Luego introduce: “El libro ofrece una respuesta compleja, respondiendo y citando lo que se pregunta Fabián Pínnola en el prólogo: «¿Qué clase de texto es este?», ya que ofrece el registro poético como vehículo expresivo, la coexistencia de situaciones reales con otras imaginarias, la hibridación del relato con aparatos discursivos disímiles, poemas, imágenes, etc. En otras palabras, bucea en diferentes registros, sin estancarse demasiado en alguno en particular. Simplificando, podemos decir que, si bien el fondo de la cuestión lo constituyen hechos históricos, éstos son el marco de referencia para el desarrollo de un texto que escapa al mero relato y se mete en el barro, en el río de la imaginación y la poesía, emparentándose con la novela”.
“Respecto del marco histórico,–se explayó– me guíe por una profusa bibliografía, tomando como eje el libro “Estanislao López, Vida y obra del Patriarca de la Federación” de Leoncio Gianello, más innumerables lecturas que, con sus diferentes interpretaciones, ayudaron a formar mi propio criterio. Es interesante pensar que un hecho -por ejemplo, un combate- tiene infinitos protagonistas, cada uno con su propio punto de vista, su ubicación, su propia historia; y alguno de ellos será el responsable de hacer parte de la batalla. Ese parte ya es una interpretación subjetiva, luego el funcionario hará su propia interpretación y se la transmitirá a la prensa; y luego un historiador la volverá a interpretar, y así, la sumatoria de percepciones -influenciadas por los paradigmas y los conocimientos de cada momento- irán completando un mapa que no puede tener una sola interpretación. La que yo dejo claro en el libro es la mía, rigurosa en el respeto por la información histórica, y teñida por mi propia subjetividad”.
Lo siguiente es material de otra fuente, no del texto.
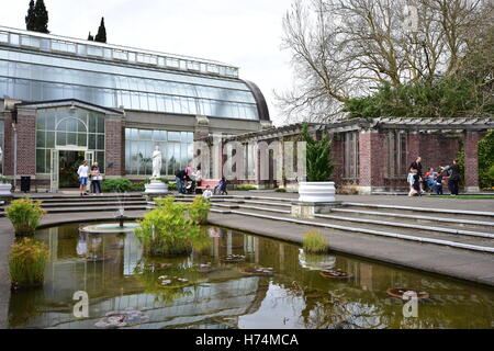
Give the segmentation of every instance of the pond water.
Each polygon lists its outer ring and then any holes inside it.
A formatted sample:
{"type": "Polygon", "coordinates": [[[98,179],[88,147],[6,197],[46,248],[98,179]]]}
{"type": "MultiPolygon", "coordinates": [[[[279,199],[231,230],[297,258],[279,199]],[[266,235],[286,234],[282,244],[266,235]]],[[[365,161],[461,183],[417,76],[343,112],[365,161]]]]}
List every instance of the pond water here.
{"type": "Polygon", "coordinates": [[[494,326],[489,287],[348,256],[306,256],[296,245],[229,229],[203,230],[209,248],[159,260],[143,257],[133,234],[83,234],[78,226],[40,230],[36,238],[50,248],[45,284],[12,292],[9,326],[100,328],[112,312],[133,314],[121,326],[144,329],[494,326]],[[322,269],[351,278],[324,278],[322,269]],[[386,293],[396,287],[428,293],[417,303],[418,317],[412,303],[386,293]],[[76,292],[88,294],[88,317],[75,316],[76,292]]]}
Para concluir, Serralunga comentó que “me intrigó mucho la evolución de la ciudad de Santa Fe, que desde 1573 comienza abriendo puertas a la tierra desde Asunción, y que nunca dejó de sufrir innumerables momentos de zozobra: la pérdida de condición de puerto seguro, los ataques de los nativos belicosos, las invasiones directoriales, las luchas por la Independencia, los enfrentamientos de unitarios y federales, y en el patio trasero, las continuas revoluciones locales que se sucedían y alteraban la tranquilidad de esta ciudad”.